To reach the composite goals, 12% of control subjects required a net increase in antidiabetic medications, as did 2% of those on the low dose and 0.6% of those on the full dose.

Both phentermine and topiramate have been on the market as individual drugs for many years, and their side effects in the CONQUER diabetic subgroup were the familiar ones associated with those agents. Dry mouth and paresthesia each occurred in about 8% of patients on the lower dose, and constipation occurred in 15%. Because the side effects are dose related, it’s quite likely that phentermine 7.5 mg/topiramate 46 mg will be the recommended starting dose, according to Dr. Ryan.

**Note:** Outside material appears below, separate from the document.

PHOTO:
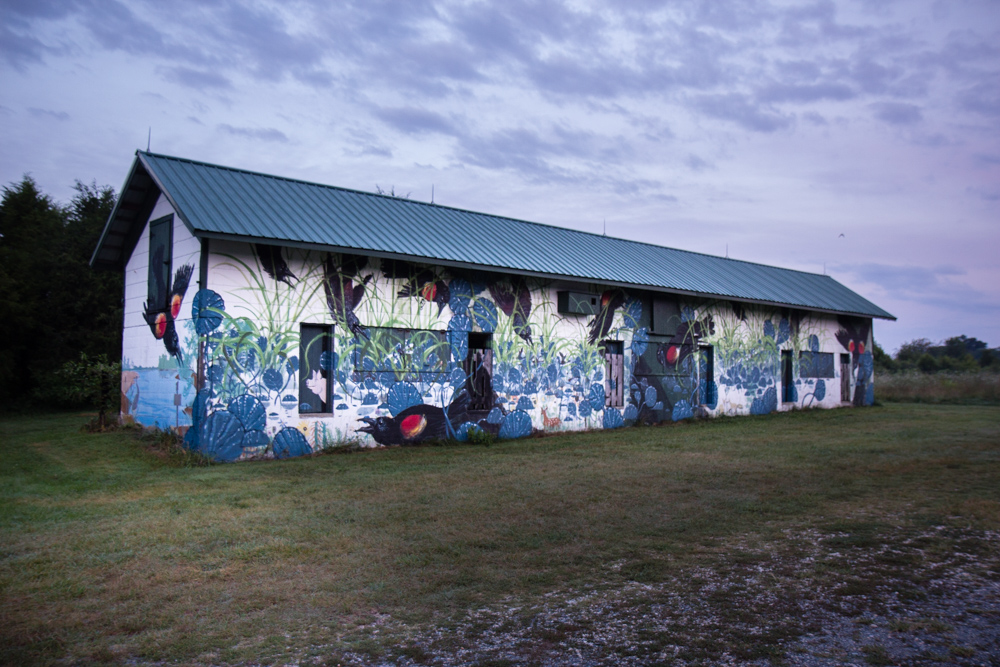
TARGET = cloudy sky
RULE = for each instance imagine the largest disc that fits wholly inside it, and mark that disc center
(860, 138)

Topiramate is a known teratogen with a risk of four or five cases of cleft palate per 1,000 exposures during pregnancy. For this reason, the combination drug will be a category X drug.

In an interview, Dr. Ryan said that she could see physicians setting up contracts with their patients to take the drug for at least a year, then stopping it in order to see if lifestyle modification efforts enable them to avoid weight regain. If the pounds start piling up, they’ll restart the drug.

Dr. Ryan reported serving as a scientific advisor to Vivus but holds no equity interest in the company.